Opt into purging by destroy for container entities, use delete elsewhere #23389

jrafanie · 2025-03-20T18:59:58Z

Fixes most of the issues in #23307

We were leaving around lots of orphaned container* rows when we removed the container entities. This change allows us to opt-into use destroy on the primary table in situations where know the associated records are NOT going to be many tens of thousands of rows. If they are, those associations should NOT be using dependent :destroy, and have their own purger.

TODO:

Note: I've moved additional tasks for more non-container purging to #23394

app/models/mixins/purging_mixin.rb

Fryguy · 2025-03-20T20:15:22Z

@jrafanie Just for clarification, this changes everything to use destroy as part of the purger, but what schedules the purging of those? Or is that still TODO?

Is the plan to let things orphan out the way they do now and then change that in a followup? Or is the plan to switch to destroy and also change the models to do dependent => destroy?

jrafanie · 2025-03-20T20:49:33Z

@jrafanie Just for clarification, this changes everything to use destroy as part of the purger, but what schedules the purging of those? Or is that still TODO?

Just the container entities handled by the purger were changed to destroy. Everything else is still delete. The schedules remain the same:

      :container_entities_purge_interval: 1.day

under the covers, the scheduler calls the same methods with the same interval. When they're executed in batches, they'll now use destroy.

Is the plan to let things orphan out the way they do now and then change that in a followup? Or is the plan to switch to destroy and also change the models to do dependent => destroy?

Most of container* associated with these container entities that were missed as highlighted in #23307, such as container conditions/volume/etc. should already be dependent destroy from the entities (container/groups/node/project/etc.)

jrafanie · 2025-03-20T20:57:09Z

Is the plan to let things orphan out the way they do now and then change that in a followup? Or is the plan to switch to destroy and also change the models to do dependent => destroy?

Most of container* associated with these container entities that were missed as highlighted in #23307, such as container conditions/volume/etc. should already be dependent destroy from the entities (container/groups/node/project/etc.)

FYI, I added a bullet list to the PR description of what container entities and associations I'm verifying.

Fryguy · 2025-03-21T13:17:00Z

I'd like @agrare to also review this so it plays nice with the refresh workers possibly deleting entities.

agrare · 2025-03-21T13:23:24Z

so it plays nice with the refresh workers possibly deleting entities.

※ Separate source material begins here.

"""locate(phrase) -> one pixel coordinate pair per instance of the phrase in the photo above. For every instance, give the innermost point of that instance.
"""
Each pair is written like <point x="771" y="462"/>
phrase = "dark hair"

Anything being considered for purging should already have been disconnected/archived by the RefreshWorker so there should be no contention here.

      def purge_scope(older_than)
        where(arel_table[:deleted_on].lteq(older_than))
      end

jrafanie · 2025-03-21T13:59:32Z

app/models/container_image.rb

@@ -38,9 +38,9 @@ class ContainerImage < ApplicationRecord
           :inverse_of => :resource
  has_one :last_scan_result, :class_name => "ScanResult", :as => :resource, :dependent => :destroy, :autosave => true

-  has_many :metric_rollups, :as => :resource, :dependent => :nullify, :inverse_of => :resource
-  has_many :metrics, :as => :resource, :dependent => :nullify, :inverse_of => :resource
-  has_many :vim_performance_states, :as => :resource, :dependent => :nullify, :inverse_of => :resource


Not sure why these were nullify

Yeah weird - in other models we just let those be orphaned, right?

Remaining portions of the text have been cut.